Theme 1

Cards (100)

  • Three advantages of primary market research:
    • Specific to the business
    • Can be conducted in a variety of ways
    • Competitors cannot benefit if the findings are kept private
  • Three disadvantages of primary market research:
    • Slow and labour intensive
    • Expensive
    • Subject to bias
  • Three advantages of secondary market research:
    • Quick and easy to source
    • Cheaper
    • Ideal for simplified results
  • Two disadvantages of secondary market research:
    • May be outdated
    • May be subject to bias
  • Qualitative research provides detailed information but can be difficult to analyse and it takes time to produce a large number of results.
  • Quantitative research is quick to carry out and can be conducted on a large scale but often does not provide much detail.
  • A product orientated business focuses on the product and its design, quality and performance.
  • A market orientated business focuses on the consumer and their preferences.

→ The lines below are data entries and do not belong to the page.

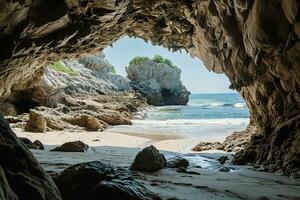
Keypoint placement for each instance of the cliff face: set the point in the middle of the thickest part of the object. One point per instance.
(255, 43)
(158, 82)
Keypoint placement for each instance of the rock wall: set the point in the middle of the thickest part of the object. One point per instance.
(21, 176)
(254, 42)
(159, 83)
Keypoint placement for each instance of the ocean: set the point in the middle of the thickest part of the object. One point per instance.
(209, 116)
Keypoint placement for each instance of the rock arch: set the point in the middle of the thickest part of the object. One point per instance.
(254, 42)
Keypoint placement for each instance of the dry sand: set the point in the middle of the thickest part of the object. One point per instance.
(211, 184)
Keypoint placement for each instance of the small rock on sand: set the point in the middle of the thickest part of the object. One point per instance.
(76, 146)
(149, 160)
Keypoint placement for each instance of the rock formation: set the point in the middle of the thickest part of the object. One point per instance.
(236, 142)
(76, 146)
(177, 162)
(84, 94)
(21, 176)
(159, 82)
(255, 43)
(97, 180)
(149, 160)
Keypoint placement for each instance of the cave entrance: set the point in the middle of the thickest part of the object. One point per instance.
(212, 113)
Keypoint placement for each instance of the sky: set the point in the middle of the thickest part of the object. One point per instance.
(194, 75)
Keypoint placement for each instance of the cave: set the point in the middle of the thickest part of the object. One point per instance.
(254, 43)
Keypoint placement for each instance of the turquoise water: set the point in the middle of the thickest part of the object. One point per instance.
(204, 106)
(207, 116)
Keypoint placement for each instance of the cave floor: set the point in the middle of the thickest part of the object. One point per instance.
(210, 183)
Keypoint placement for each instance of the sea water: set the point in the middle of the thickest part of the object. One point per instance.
(205, 116)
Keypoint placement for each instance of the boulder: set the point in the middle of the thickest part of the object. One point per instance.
(177, 162)
(98, 180)
(203, 146)
(32, 145)
(76, 146)
(21, 175)
(159, 82)
(39, 144)
(7, 109)
(223, 159)
(36, 122)
(149, 160)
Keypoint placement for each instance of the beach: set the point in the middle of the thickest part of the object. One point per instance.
(119, 149)
(174, 131)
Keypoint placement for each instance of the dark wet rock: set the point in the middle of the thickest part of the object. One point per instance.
(184, 170)
(177, 162)
(76, 146)
(203, 146)
(32, 145)
(21, 176)
(97, 180)
(149, 160)
(223, 159)
(224, 169)
(39, 144)
(257, 46)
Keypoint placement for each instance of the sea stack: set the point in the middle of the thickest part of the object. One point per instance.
(158, 80)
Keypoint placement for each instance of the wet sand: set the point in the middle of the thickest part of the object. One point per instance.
(210, 184)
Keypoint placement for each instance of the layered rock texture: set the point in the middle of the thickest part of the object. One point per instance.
(76, 94)
(159, 82)
(255, 43)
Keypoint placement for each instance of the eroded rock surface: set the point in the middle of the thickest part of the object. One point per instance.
(160, 83)
(255, 43)
(76, 146)
(236, 142)
(97, 180)
(21, 176)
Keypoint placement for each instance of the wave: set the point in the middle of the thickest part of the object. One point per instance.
(220, 104)
(224, 121)
(240, 105)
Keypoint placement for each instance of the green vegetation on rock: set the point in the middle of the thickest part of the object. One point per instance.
(157, 59)
(137, 59)
(60, 67)
(160, 59)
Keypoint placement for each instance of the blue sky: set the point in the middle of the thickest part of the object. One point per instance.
(194, 75)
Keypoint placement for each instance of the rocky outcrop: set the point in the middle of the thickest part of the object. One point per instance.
(236, 142)
(76, 146)
(254, 43)
(21, 176)
(32, 145)
(149, 160)
(97, 180)
(90, 113)
(177, 162)
(160, 83)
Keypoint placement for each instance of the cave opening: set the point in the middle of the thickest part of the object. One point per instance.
(254, 43)
(23, 102)
(211, 112)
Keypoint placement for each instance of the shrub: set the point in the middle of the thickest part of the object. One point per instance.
(60, 67)
(160, 59)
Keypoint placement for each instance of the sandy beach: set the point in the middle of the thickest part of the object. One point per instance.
(174, 143)
(210, 183)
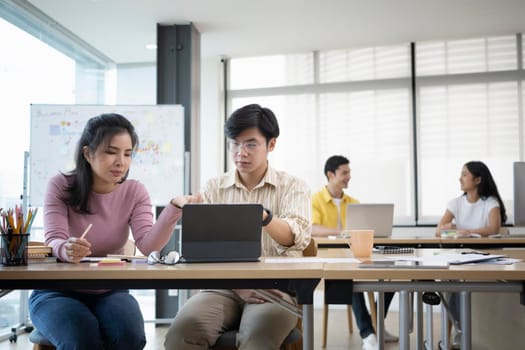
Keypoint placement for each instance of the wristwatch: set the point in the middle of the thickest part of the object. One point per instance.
(269, 217)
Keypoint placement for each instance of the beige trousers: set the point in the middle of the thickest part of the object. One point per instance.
(206, 315)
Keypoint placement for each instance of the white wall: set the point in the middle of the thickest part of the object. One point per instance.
(212, 118)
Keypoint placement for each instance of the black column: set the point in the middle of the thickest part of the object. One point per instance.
(178, 82)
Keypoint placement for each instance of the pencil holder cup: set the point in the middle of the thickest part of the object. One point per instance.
(13, 250)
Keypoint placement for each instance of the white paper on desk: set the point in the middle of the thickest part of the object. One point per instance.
(500, 261)
(309, 260)
(451, 258)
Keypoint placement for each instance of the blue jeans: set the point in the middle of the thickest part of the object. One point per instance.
(362, 317)
(76, 321)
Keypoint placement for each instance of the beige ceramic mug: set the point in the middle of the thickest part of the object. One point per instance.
(361, 242)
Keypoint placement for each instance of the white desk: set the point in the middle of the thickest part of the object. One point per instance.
(343, 279)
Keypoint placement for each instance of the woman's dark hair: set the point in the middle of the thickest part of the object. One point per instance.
(333, 163)
(98, 131)
(487, 186)
(252, 116)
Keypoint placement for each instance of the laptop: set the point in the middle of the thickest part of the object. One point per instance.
(221, 232)
(377, 216)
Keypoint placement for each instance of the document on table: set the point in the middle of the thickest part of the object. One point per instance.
(286, 260)
(451, 258)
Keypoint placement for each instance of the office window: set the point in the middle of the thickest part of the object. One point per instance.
(36, 66)
(466, 56)
(271, 71)
(373, 129)
(461, 119)
(364, 64)
(366, 117)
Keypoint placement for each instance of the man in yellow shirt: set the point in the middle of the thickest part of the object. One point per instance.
(329, 204)
(329, 218)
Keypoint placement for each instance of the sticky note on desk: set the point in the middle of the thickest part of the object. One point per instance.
(111, 262)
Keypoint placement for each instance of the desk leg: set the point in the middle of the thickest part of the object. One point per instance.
(466, 337)
(404, 320)
(308, 326)
(445, 340)
(419, 320)
(429, 345)
(380, 320)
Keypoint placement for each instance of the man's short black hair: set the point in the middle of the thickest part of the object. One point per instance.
(333, 163)
(252, 116)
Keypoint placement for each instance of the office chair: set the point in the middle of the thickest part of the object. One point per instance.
(293, 340)
(373, 316)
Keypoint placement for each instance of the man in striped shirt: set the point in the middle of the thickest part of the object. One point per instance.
(252, 133)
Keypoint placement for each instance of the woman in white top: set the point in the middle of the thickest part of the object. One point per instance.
(479, 210)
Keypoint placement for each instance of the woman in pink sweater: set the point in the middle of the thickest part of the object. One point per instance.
(97, 193)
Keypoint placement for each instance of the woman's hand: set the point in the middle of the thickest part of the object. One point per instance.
(180, 201)
(77, 249)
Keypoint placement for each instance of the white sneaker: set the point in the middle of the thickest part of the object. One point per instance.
(456, 339)
(370, 342)
(389, 337)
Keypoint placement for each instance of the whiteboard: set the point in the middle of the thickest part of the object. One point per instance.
(158, 162)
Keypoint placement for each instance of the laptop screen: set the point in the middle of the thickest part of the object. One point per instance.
(221, 232)
(378, 217)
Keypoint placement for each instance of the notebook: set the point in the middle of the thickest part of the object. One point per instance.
(378, 217)
(221, 232)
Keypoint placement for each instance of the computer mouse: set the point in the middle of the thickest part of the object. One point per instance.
(172, 258)
(154, 258)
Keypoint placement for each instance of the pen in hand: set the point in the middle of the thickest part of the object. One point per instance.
(86, 231)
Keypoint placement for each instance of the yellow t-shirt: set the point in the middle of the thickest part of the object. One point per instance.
(324, 210)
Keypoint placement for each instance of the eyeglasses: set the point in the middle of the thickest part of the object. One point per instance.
(235, 146)
(172, 258)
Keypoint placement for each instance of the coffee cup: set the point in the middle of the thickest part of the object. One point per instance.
(361, 242)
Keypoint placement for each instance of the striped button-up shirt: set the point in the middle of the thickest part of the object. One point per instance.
(286, 196)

  • Data mining can be useful to quickly analyse data to determine information such as consumer trends and sales patterns.
  • Social media can be used to quickly find surface-level information about consumers and competitors.
  • Market research is used to find out what customers want, to predict demand and to discover information about the business environment.
  • A franchise allows the franchisor to grow quickly as most costs and risks are taken on by the franchisee.
  • A franchise is a good way for an entrepreneur to start a business as they can use an existing brand model and can gain support from fellow franchisees.
  • A social enterprise is a business that is set up with the core aim to use its profits to benefit society in some way.
  • In a niche market the business can charge premium prices as there is less competition and will often experience stronger brand loyalty.
  • Businesses in a niche market will often experience higher costs as there is less potential for profit and they will have less access to economies of scale.
  • Branding involves the creation of an identity for the business that distinguishes it from other firms. Consumers will have a perception of what to expect from the brand.
  • Branding can add value to a product so firms can charge higher prices and can build brand loyalty.
  • Building a brand takes a long time and high development costs are involved. If a brand grows too quickly, demand can be difficult to keep up with and any bad publicity can have major negative effects.
  • Brand extension means adding a new product to a recognised brand name.
  • E-commerce is quicker and provides consumers with more choice. It also means that businesses have access to a larger market and reduced operating costs (e.g. overheads).
  • Market positioning involves understanding how customers perceive their product in comparison to competitors. The way a business positions itself depends on product differentiation.
  • The design mix includes:
    • Aesthetics
    • Function
    • Cost
  • By using market segmentation, a business can better understand how to position itself to meet its target market.
  • The product life cycle can aid market positioning and help forecast future sales.
  • The product life cycle is only theoretical and it can vary from product to product.
  • Some extension strategies include lowering the price of a product, increasing advertising or encouraging wider use of the product.
  • The Boston matrix includes:
    • Dogs
    • Cash cows
    • Question marks
    • Stars
  • The Boston matrix is used to compare the profitability of different products and determine the best strategies for growth.
  • The Boston matrix is only a snapshot of the business' current position and market share and market growth are not the only two factors important to a business.
  • The marketing mix:
    • Product
    • Place
    • Promotion
    • Price
  • Distribution (place) is one of the key elements of the marketing mix. It is the process of getting the product to the consumer.
  • A business should choose its distribution channel based on the channel length, their choice of intermediaries and their control over the channel.
  • Direct distribution is when the producer deals directly with the consumer.
  • The main aim of promotion is to ensure that customers are aware of the existence and positioning of products.
  • Sponsorship is when a business pays for some or all of the costs involved with an event in return for brand awareness.
  • Endorsement involves a celebrity or public figure recommending a product to build brand awareness. This can be paid or unpaid.
  • There is an inverse relationship between the quantity demanded of a good and its price.
  • There is a direct relationship between the quantity supplied of a good and its price.
  • Price elasticity of demand (PED) measures the responsiveness of quantity demanded for a product to a change in its price.